La mejor manera de comprender la obra
de un escritor es abordar su propuesta literaria como si se la contáramos a un
niño. En el caso de Gabriel García Márquez la ruta fácil sería referirnos a su
fabulación de encantamiento: la mujer más bella del mundo ascendiendo a los
cielos en sábanas inmaculadas, viejos tristes con unas alas enormes pegadas a
la espalda, y una estirpe condenada a cien años de soledad sin una segunda oportunidad
sobre la tierra.
Pero si uno pela la cáscara de
realismo mágico en las novelas del colombiano, lo que queda es algo más
milagroso que barcos encallados en mitad de los manglares. Queda la gema de una
estética refulgiendo mejor que la más grande invención de su fantasía
desbordante. Queda el arcano descubierto de su genuino arte. Queda una
propuesta literaria al desnudo presta a ser contada al más inocente de los
niños. Es decir, queda su capacidad para crear mil y un personajes
emocionalmente incompletos, mutilados de alma y corazón que no obstante sus
limitaciones mentales cargan el peso de una dignidad invulnerable; son
consecuentes con sus principios (que no siempre son los convencionales) y
valoran esas cosas invisibles pero sólidas que merecen su respeto.
Un niño tendría que aprender de
García Márquez que lo más valioso en la vida es defender su dignidad individual
a pesar de las inclemencias y desgracias que nos atosigan. Una vieja ciega
engaña a su familia memorizando cada mueble y objeto de su casa, fingiendo que
mantiene su mirada intacta. Un coronel promueve treinta y dos levantamientos
armados consiente de que los perderá todos.

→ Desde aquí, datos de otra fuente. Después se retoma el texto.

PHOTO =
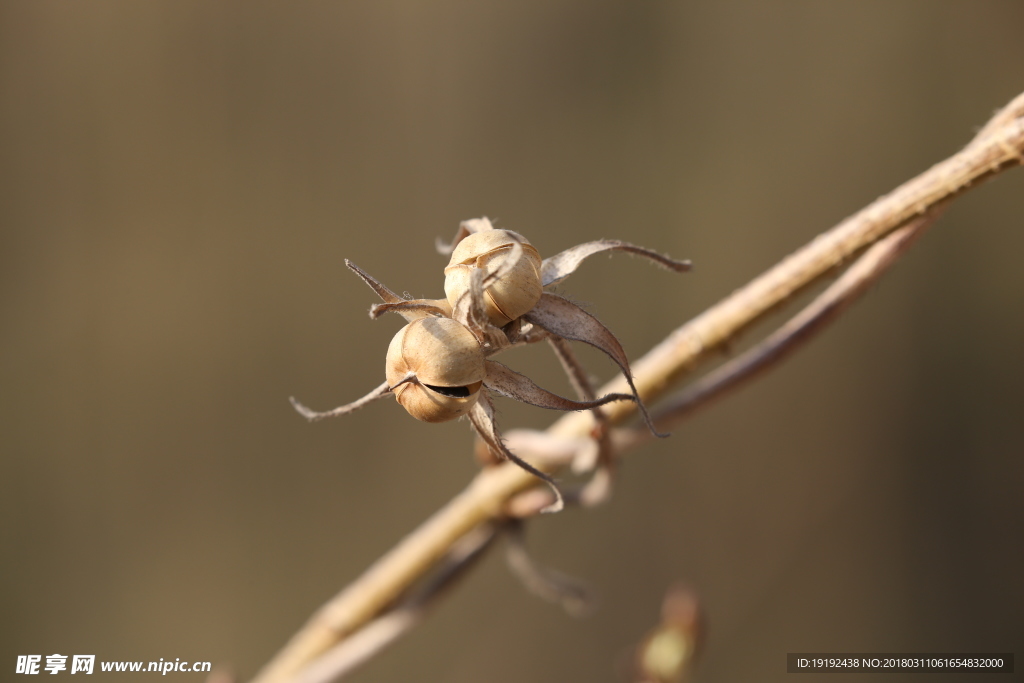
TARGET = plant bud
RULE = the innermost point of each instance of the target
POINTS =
(508, 297)
(448, 364)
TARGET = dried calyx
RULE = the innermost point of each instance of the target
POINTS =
(435, 369)
(508, 297)
(437, 365)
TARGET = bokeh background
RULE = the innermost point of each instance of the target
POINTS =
(180, 180)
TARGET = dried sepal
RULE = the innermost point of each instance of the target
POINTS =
(312, 416)
(468, 309)
(568, 321)
(413, 309)
(512, 269)
(481, 415)
(435, 368)
(384, 293)
(509, 383)
(562, 265)
(466, 228)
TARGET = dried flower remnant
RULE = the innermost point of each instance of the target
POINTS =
(437, 370)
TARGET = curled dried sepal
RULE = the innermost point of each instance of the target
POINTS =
(562, 265)
(384, 293)
(413, 309)
(568, 321)
(510, 383)
(466, 228)
(482, 417)
(468, 310)
(312, 416)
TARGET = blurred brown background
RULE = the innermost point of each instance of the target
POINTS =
(179, 182)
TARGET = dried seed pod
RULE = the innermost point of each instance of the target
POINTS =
(505, 298)
(435, 368)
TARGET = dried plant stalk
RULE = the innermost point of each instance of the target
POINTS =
(999, 145)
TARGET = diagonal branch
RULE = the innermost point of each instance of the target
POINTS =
(998, 146)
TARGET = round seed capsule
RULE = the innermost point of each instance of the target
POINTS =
(448, 364)
(509, 296)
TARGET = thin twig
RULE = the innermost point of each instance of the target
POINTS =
(792, 336)
(349, 654)
(998, 146)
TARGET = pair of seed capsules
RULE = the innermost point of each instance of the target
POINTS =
(437, 366)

Otro coronel espera 15 años con
paciencia estoica a que le confirmen su pensión de veterano de guerra y
alimenta con fe un gallo que le brinde los beneficios de hipotéticas apuestas
en un palenque.
No por fatalismo sino por rutina, la
anciana vivirá solitaria hasta los 120 años, con los nietos brincando sobre
ella y escondiéndola en los roperos. El coronel morirá con su memoria perdida
en los laberintos del olvido. El otro coronel no recibirá nunca su pensión y
sólo hasta el final de la novela necesitará los setenta y cinco años de su vida
para responderse puro e invencible: “mierda”.
Y es que los personajes de García Márquez
son dignos porque crecen donde los plantan, como los árboles. Se ofrecen tal
como son ante el raquitismo de la vida y la precariedad de la existencia, en la
que una brizna de calor humano resulta más milagroso que un bebé nacido con
cola de cerdo. Por eso, cualquier lector de García Márquez se quedará con las
ganas de ofrecer su consuelo a gente como Úrsula Iguarán o Aureliano Buendía.

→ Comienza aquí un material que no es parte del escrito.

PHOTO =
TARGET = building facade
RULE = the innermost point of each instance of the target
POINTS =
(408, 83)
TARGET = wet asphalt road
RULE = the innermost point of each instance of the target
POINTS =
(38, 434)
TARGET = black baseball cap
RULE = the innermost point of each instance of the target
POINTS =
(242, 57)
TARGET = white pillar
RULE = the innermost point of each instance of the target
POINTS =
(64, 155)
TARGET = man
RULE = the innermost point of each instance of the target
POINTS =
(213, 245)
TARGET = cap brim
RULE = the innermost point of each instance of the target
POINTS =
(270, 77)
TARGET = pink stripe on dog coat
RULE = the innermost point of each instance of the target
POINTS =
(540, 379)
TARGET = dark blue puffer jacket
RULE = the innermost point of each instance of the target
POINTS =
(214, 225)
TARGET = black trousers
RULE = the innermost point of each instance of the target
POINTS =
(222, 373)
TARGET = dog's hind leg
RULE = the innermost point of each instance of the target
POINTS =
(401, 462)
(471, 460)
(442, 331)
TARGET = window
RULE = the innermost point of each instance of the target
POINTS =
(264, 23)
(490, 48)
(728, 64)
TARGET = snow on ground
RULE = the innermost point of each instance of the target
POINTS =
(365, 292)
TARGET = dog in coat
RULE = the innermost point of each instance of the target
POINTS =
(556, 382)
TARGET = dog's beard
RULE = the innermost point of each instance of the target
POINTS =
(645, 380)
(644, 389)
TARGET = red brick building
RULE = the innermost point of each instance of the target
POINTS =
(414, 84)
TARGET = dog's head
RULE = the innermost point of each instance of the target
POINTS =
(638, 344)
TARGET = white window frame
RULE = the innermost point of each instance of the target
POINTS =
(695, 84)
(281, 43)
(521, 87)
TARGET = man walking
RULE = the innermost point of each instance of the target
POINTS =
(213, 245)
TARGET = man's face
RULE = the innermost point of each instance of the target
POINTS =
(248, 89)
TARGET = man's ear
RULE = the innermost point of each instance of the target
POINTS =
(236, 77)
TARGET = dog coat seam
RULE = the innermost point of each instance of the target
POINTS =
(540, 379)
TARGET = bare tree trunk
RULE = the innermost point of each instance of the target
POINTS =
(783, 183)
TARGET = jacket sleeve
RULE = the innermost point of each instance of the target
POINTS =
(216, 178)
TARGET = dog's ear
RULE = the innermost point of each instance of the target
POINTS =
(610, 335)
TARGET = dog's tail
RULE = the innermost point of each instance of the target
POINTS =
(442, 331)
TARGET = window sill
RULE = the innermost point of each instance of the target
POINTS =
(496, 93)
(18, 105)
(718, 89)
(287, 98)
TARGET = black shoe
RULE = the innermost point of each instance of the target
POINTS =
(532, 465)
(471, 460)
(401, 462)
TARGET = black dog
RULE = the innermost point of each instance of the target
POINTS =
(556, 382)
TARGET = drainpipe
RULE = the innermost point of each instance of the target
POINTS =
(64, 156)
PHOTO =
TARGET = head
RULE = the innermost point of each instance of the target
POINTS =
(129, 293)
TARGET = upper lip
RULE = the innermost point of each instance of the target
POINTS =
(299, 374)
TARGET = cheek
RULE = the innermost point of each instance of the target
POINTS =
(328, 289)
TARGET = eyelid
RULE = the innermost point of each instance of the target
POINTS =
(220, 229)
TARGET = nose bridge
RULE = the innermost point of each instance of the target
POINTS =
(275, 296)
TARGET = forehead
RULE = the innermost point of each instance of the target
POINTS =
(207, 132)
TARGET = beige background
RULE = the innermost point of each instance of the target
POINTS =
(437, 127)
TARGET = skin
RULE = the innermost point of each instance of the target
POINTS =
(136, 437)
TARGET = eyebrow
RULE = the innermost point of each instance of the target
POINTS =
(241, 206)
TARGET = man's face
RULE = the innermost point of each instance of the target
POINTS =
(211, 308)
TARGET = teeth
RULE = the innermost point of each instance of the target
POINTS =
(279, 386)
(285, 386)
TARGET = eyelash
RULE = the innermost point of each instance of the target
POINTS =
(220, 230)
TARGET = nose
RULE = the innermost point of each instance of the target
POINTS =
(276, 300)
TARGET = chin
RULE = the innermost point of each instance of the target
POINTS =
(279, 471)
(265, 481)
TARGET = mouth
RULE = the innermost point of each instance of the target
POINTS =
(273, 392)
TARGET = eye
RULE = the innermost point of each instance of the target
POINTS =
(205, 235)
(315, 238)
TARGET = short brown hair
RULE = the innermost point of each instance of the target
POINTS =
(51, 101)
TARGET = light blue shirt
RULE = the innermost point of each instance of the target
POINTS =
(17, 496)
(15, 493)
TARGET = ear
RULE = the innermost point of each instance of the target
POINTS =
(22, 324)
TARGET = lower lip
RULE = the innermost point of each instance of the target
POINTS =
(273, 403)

La grandeza de la literatura del colombiano consiste en que nos hace más
sensibles al dolor del prójimo y a la soledad ajena: con él recordamos que todo
ser nace para aliviar la pesadumbre de otro ser.
Con Úrsula Iguarán, por ejemplo, el
lector se da cuenta de lo duro que debe ser ir enterrando a las personas que
uno estima: familiares, amigos, conocidos. Y erigirse en el último superviviente
de nuestros contemporáneos. Esta pobre anciana vivirá esperando 120 años a que
le digan “ahora tú”.
De ahí que uno de los cuentos que más
me gustan de García Márquez sea “La tarde prodigiosa de Baltazar”. Un
carpintero pobre construye para el hijo del hombre rico del pueblo la más
hermosa jaula de pájaros que hayan contemplado ojos humanos. Como a última hora
sus compradores se rehúsan a pagarle, el carpintero le regala la jaula al niño
y se marcha de la mansión sin un centavo en la bolsa.

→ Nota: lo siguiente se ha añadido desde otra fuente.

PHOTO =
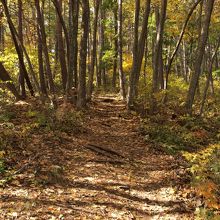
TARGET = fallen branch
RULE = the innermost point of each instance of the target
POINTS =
(104, 151)
(113, 162)
(25, 165)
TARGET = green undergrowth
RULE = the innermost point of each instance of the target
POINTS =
(180, 133)
(24, 126)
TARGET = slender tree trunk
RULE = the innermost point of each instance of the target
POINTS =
(168, 67)
(5, 77)
(138, 51)
(18, 49)
(114, 75)
(20, 34)
(81, 99)
(73, 32)
(209, 77)
(120, 52)
(40, 64)
(199, 55)
(158, 57)
(40, 21)
(94, 48)
(61, 49)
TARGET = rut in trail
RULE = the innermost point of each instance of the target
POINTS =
(109, 172)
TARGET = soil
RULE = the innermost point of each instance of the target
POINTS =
(106, 171)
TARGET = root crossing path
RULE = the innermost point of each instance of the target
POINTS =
(107, 171)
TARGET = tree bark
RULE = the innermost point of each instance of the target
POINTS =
(94, 48)
(199, 55)
(5, 77)
(120, 52)
(81, 99)
(40, 21)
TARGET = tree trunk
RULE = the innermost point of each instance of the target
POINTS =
(81, 99)
(73, 32)
(4, 76)
(120, 52)
(61, 49)
(199, 55)
(209, 77)
(138, 51)
(114, 75)
(18, 49)
(40, 21)
(20, 35)
(94, 49)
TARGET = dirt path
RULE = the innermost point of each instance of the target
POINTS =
(80, 180)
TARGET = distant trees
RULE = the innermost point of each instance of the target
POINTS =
(64, 46)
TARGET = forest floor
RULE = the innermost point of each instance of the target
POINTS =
(105, 171)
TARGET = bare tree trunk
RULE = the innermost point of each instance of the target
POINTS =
(168, 67)
(81, 99)
(114, 75)
(41, 64)
(158, 62)
(94, 48)
(209, 77)
(18, 49)
(4, 76)
(120, 52)
(20, 34)
(61, 50)
(40, 21)
(199, 55)
(138, 51)
(73, 26)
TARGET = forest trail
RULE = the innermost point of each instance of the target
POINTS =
(107, 171)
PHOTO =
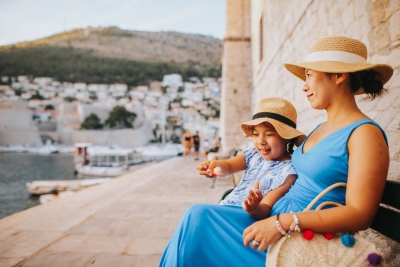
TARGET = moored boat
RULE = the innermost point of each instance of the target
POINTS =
(105, 161)
(45, 187)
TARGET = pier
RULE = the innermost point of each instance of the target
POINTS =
(124, 222)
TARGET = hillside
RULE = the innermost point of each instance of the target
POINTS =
(107, 55)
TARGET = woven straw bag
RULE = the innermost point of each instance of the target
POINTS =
(319, 251)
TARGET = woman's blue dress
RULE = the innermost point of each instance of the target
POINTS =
(211, 235)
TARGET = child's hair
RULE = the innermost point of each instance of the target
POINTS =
(291, 146)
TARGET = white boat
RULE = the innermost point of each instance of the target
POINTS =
(161, 152)
(46, 187)
(46, 198)
(105, 161)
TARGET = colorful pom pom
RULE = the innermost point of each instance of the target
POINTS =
(348, 240)
(374, 259)
(217, 170)
(328, 236)
(308, 234)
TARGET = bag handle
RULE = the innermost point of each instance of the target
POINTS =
(323, 193)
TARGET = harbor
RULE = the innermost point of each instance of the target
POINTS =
(126, 221)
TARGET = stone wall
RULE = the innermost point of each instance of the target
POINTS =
(124, 137)
(18, 128)
(236, 74)
(288, 32)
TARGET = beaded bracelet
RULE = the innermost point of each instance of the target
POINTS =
(278, 226)
(295, 225)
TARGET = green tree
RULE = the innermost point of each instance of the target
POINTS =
(36, 96)
(120, 118)
(48, 107)
(69, 99)
(92, 122)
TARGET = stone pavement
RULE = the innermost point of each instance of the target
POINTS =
(124, 222)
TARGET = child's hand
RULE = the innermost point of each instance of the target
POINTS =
(208, 168)
(253, 198)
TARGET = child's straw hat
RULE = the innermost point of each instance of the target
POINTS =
(277, 111)
(339, 54)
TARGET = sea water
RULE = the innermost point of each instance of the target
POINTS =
(17, 169)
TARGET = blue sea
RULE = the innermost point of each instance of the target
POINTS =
(16, 169)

Sería una lección inolvidable para
cualquier niño contarle de qué materia está compuesta esta dignidad que ostenta
el carpintero, atributo personal más poderoso que todos las maravillas juntas
del realismo mágico. La visión del pobre hombre que se marcha con la frente en
alto y el honor enhiesto, nos alienta para seguir viviendo nuestras humildes
biografías de hombres y mujeres auténticos, aunque no menos reales que cada uno
de los personajes inmortales que nos legó don Gabriel García Márquez.